After the Design Museum names its six category winners for the 2015 Designs of the Year, Rob Alderson argues that the victor in the graphics section is a very worthy winner. You can add your thoughts using the comment thread below.
And so 76 became six, as the Design Museum jury announced its Designs of the Year category winners across graphics, digital, transport, fashion, architecture and product. As ever there’s lots of chat among the design community about the rights and wrongs of the six selections and the reality is that choosing the “best designs” is always going to be a subjective process. But I was particularly pleased to see Marcel’s Inglorious Fruits and Vegetables campaign top the graphics category and not just for selfish reasons (to get the full disclosure out of the way we were an early champion of the project, it appeared in our 2014 It’s Nice That Annual and it was nominated for DOTY by our managing director Alex Bec).
The campaign for the Intermarché supermarket was to advertise its 30% price cut for “ugly” fruit and vegetables, to make shoppers think about food waste and the amount of products that go unsold because they don’t conform to unrealistic aesthetic norms.
The relationship between design and advertising is not straightforward. D&AD – as per its name – separates the two quite distinctly, suggesting that advertising and design should be judged on quite different criteria. DOTY doesn’t, and this has opened up Marcel’s victory to some questioning.
Over on Creative Review, Rachael Steven wrote that the Marcel initiative was “an odd choice of winner,” and suggested its success might be down to either its “worthiness” or for hitting a zeitgeisty appreciation for food waste initiatives. “The print ads are well designed, and it is a strong campaign” she continues, “but the idea itself seems the strongest element, rather than the craft behind it – particularly when placed against extensive identity systems, handcrafted books and a radically different approach to banknote design."

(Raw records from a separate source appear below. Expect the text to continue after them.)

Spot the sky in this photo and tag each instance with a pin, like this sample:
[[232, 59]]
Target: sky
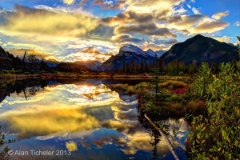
[[75, 30]]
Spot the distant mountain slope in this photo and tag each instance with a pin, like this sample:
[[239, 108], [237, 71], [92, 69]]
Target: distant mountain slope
[[128, 54], [71, 67], [200, 49], [3, 54]]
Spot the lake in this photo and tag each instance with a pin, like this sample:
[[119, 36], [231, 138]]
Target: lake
[[80, 120]]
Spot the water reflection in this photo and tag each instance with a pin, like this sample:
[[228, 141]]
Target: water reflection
[[86, 118]]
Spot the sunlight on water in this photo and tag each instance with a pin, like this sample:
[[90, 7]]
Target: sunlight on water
[[85, 119]]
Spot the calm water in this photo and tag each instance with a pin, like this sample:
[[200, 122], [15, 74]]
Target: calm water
[[82, 120]]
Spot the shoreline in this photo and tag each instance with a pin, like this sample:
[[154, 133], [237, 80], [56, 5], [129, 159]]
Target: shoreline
[[62, 75]]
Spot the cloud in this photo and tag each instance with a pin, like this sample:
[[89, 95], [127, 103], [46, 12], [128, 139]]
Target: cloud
[[153, 46], [46, 22], [125, 38], [223, 39], [148, 29], [71, 146], [129, 16], [210, 27], [109, 4], [196, 11], [185, 22], [220, 15], [69, 2], [237, 23]]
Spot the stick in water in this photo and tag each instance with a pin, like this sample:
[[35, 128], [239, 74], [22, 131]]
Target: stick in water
[[170, 146]]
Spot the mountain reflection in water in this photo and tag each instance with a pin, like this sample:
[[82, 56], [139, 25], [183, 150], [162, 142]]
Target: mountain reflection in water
[[87, 118]]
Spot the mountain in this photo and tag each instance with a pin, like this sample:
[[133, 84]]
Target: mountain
[[5, 60], [3, 54], [201, 49], [128, 54], [93, 65]]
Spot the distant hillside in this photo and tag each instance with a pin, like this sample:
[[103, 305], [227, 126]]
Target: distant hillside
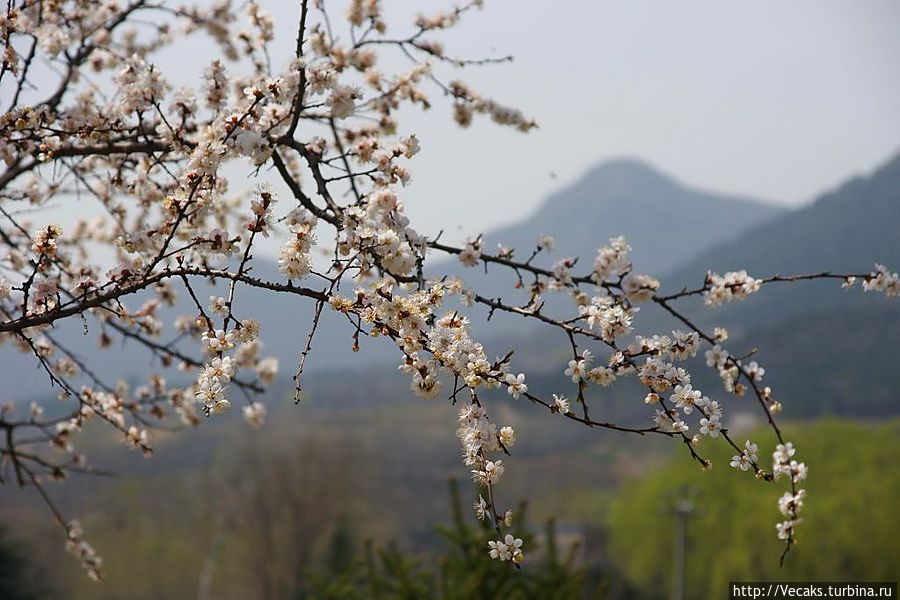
[[666, 222], [848, 229], [620, 197], [827, 351]]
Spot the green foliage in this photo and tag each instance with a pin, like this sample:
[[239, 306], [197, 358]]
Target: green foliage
[[849, 531], [462, 570]]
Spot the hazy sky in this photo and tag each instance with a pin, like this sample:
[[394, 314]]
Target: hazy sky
[[773, 99]]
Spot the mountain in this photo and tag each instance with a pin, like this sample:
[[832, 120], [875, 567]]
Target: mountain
[[621, 197], [848, 229], [665, 222], [826, 350]]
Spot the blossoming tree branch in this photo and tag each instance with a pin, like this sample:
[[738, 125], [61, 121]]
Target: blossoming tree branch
[[89, 114]]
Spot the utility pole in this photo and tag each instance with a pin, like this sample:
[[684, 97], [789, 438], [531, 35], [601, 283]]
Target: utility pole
[[682, 511]]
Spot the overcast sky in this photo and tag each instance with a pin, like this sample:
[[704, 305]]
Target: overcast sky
[[772, 99]]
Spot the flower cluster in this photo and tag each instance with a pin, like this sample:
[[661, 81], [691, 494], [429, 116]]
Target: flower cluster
[[322, 123], [734, 285]]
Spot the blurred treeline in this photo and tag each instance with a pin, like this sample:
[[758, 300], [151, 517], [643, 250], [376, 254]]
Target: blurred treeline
[[317, 510]]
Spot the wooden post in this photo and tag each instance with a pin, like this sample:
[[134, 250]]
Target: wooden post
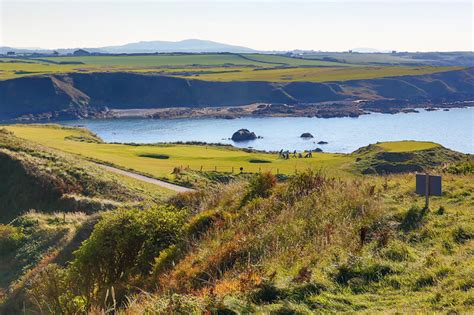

I’d go in to bat on Marcel’s behalf for two reasons. Firstly I think idea and craft need to be taken together – a mischievous extrapolation of Rachael’s comment is that it would be fine if the craft was much stronger than the idea, just not the other way round. But secondly and most importantly I don’t think the craft lets down the Intermarché ads. Patrice de Villiers’ photographs celebrate the imperfection of these edibles using the same visual vernacular that traditional food stylists employ, and through this (seemingly simple) decision, she celebrates their oddities without resorting to cheap finger-pointing.
The copy is great, the look and layout is eye-catching and it all goes towards making a difference – pretty sound criteria for award-winning design I’d argue.
I sometimes struggle to champion the graphics category in DOTY when it comes to a straight shootout with, say, the Portable Eye Examination Kit which won the product category last year. So it’s great to have a graphics winner that has a genuinely, genuinely, useful end-goal (which ins’t to denigrate the magazines or identity system or pretty banknotes with which Marcel’s campaign was competing).
This is a fine winner, and a fine moment to celebrate graphics’ – and in particular advertising’s – creatively-led capacity for good.